Although Plasmodium can be detected microscopically due to erythrocyte size, which is smaller in animals than humans, molecular methods become significant in detecting Plasmodium presence. The nested PCR was used to detect Plasmodium because its sensitivity was equally as high as Real-Time PCR and the cost was relatively lower (Green and Sambrook, 2019; Perandin et al., 2004). The microscopic method of double fluorescent dye utilization with Giemsa stain is recommended for further studies (Guy et al., 2007).

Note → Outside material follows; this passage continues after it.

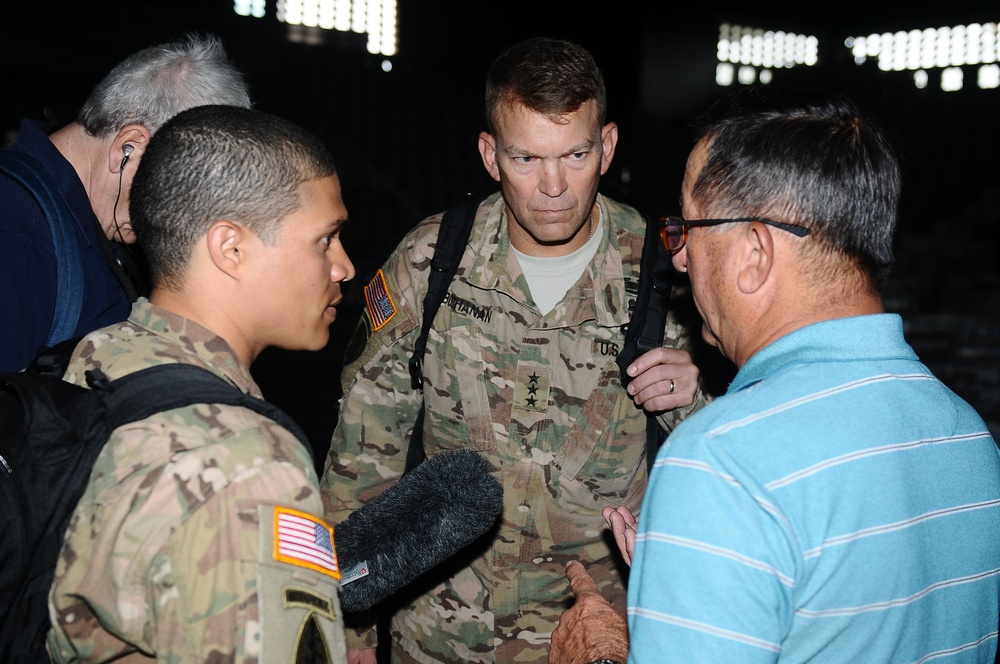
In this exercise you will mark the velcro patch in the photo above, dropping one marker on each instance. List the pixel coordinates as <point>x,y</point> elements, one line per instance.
<point>303,540</point>
<point>381,308</point>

Other research is required to confirm domestic animal Plasmodium by amplifying the cytochrome B sequence and sequencing the invasion ligands such as DBL protein as well as other investigations that emerge from the results of this study. This is necessary to address various challenges in malaria elimination.

Underlying data

Figshare: Underlying data for ‘The discovery of human Plasmodium among domestic animals in West Sumba and Fakfak, Indonesia’, https://doi.org/10.6084/m9.figshare.14703012.v3 (Munirah et al., 2021).

This project contains the following underlying data:

Reporting guidelines

Figshare: ARRIVE checklist for ‘The discovery of human Plasmodium among domestic animals in West Sumba and Fakfak, Indonesia’, https://doi.org/10.6084/m9.figshare.14703012.v3 (Munirah et al., 2021).

Data are available under the terms of the Creative Commons Attribution 4.0 International license (CC-BY 4.0).